2 Replies Latest reply: Aug 9, 2010 11:37 AM by 807567 RSS

    SGE qstat shows 0/0 for Used/Total CPUs available on a particular queue

    807567
      Hi everyone. On one of our SGE clusters, qstat shows 0/0 for Used/Total CPUs available on a particular queue all of a sudden. We've tried restarting everything including the servers themselves to no avail. Here is what they look like. Anything I can do to try and fix?

      queuename qtype used/tot. load_avg arch states
      ----------------------------------------------------------------------------
      all.q@d1.hb.local BIP 0/0 -NA- lx24-amd64 aus
      ----------------------------------------------------------------------------
      all.q@d2.hb.local BIP 0/0 -NA- lx24-amd64 aus
      ----------------------------------------------------------------------------
      all.q@d3.hb.local BIP 0/0 -NA- lx24-amd64 aus
      ----------------------------------------------------------------------------
      all.q@d5.hb.local BIP 0/0 -NA- lx24-amd64 aus
      ----------------------------------------------------------------------------
      all.q@d6.hb.local BIP 0/0 -NA- lx24-amd64 au
      ----------------------------------------------------------------------------
      all.q@d7.hb.local BIP 0/0 -NA- lx24-amd64 aus
      ----------------------------------------------------------------------------
      all.q@d8.hb.local BIP 0/0 -NA- lx24-amd64 aus
      ----------------------------------------------------------------------------
      all.q@node001.cluster.private BIP 0/0 0.01 lx24-amd64
      ----------------------------------------------------------------------------
      all.q@node002.cluster.private BIP 0/0 0.00 lx24-amd64
      ----------------------------------------------------------------------------

      The other queues show fine as follows...
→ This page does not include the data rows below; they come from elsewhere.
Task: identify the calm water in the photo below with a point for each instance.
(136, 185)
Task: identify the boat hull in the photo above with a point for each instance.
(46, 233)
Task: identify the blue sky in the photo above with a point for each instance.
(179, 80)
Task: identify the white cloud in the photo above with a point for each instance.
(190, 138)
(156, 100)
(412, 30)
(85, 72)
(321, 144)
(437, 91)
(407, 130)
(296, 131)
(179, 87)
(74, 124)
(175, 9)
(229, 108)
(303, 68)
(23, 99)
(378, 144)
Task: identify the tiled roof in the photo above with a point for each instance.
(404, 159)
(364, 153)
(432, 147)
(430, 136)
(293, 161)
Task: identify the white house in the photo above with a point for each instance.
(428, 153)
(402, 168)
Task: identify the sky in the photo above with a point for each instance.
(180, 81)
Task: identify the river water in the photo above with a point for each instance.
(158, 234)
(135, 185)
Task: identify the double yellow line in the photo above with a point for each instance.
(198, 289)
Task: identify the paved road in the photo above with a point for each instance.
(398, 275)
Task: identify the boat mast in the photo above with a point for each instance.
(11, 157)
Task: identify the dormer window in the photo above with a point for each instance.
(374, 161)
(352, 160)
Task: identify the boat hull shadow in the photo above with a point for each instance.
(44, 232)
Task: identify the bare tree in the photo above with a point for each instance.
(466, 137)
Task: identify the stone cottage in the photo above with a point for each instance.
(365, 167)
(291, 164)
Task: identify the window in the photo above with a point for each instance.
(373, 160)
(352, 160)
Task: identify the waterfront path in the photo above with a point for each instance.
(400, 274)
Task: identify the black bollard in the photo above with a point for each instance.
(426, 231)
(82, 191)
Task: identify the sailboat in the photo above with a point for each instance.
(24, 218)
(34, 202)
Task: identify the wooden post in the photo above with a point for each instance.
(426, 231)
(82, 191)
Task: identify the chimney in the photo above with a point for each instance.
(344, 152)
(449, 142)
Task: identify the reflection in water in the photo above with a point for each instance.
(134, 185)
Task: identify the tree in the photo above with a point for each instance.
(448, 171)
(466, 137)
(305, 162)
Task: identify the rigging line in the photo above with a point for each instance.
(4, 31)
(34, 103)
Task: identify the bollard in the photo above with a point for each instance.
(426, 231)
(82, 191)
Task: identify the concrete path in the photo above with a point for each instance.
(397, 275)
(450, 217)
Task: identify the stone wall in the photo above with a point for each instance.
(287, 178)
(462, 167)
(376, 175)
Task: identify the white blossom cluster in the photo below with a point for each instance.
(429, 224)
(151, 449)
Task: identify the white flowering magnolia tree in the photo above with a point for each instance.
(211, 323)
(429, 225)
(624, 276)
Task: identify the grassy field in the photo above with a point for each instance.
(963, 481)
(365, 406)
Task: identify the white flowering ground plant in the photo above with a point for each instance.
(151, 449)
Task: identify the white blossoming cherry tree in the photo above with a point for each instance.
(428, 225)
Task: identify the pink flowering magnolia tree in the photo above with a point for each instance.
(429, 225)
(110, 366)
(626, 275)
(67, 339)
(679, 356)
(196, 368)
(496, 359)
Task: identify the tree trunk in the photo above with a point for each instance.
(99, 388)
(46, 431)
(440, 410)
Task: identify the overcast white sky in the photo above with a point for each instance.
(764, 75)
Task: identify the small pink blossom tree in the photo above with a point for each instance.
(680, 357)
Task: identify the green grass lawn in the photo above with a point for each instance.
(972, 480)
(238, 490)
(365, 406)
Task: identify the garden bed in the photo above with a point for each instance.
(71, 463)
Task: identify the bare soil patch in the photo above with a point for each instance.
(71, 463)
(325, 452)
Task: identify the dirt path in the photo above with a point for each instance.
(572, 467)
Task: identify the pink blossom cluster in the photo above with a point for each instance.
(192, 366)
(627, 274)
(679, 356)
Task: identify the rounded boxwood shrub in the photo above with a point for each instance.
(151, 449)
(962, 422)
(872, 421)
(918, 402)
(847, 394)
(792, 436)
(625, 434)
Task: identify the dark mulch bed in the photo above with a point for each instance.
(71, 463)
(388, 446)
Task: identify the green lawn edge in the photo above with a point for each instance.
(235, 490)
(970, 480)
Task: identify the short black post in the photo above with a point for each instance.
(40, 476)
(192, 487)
      bigjobs.q@node006.cluster.priv BIP 0/4 0.00 lx24-amd64
      ----------------------------------------------------------------------------
      bigjobs.q@node007.cluster.priv BIP 0/4 0.02 lx24-amd64
      ----------------------------------------------------------------------------
      bigjobs.q@node008.cluster.priv BIP 0/4 0.01 lx24-amd64
      ----------------------------------------------------------------------------
      bigjobs.q@node009.cluster.priv BIP 0/4 0.00 lx24-amd64
      ----------------------------------------------------------------------------
      bigjobs.q@node010.cluster.priv BIP 0/4 0.00 lx24-amd64
      ----------------------------------------------------------------------------
      bigjobs.q@node011.cluster.priv BIP 0/4 -NA- lx24-amd64 au
      ----------------------------------------------------------------------------
      bigjobs.q@node012.cluster.priv BIP 0/4 -NA- lx24-amd64 au
      ----------------------------------------------------------------------------
      bigjobs.q@node013.cluster.priv BIP 0/4 -NA- lx24-amd64 au
      ----------------------------------------------------------------------------
      lowmem.q@node014.cluster.priva BIP 0/8 -NA- lx24-amd64 au
      ----------------------------------------------------------------------------
      lowmem.q@node015.cluster.priva BIP 0/8 -NA- lx24-amd64 au
      ----------------------------------------------------------------------------
      lowmem.q@node016.cluster.priva BIP 0/8 -NA- lx24-amd64 au
      ----------------------------------------------------------------------------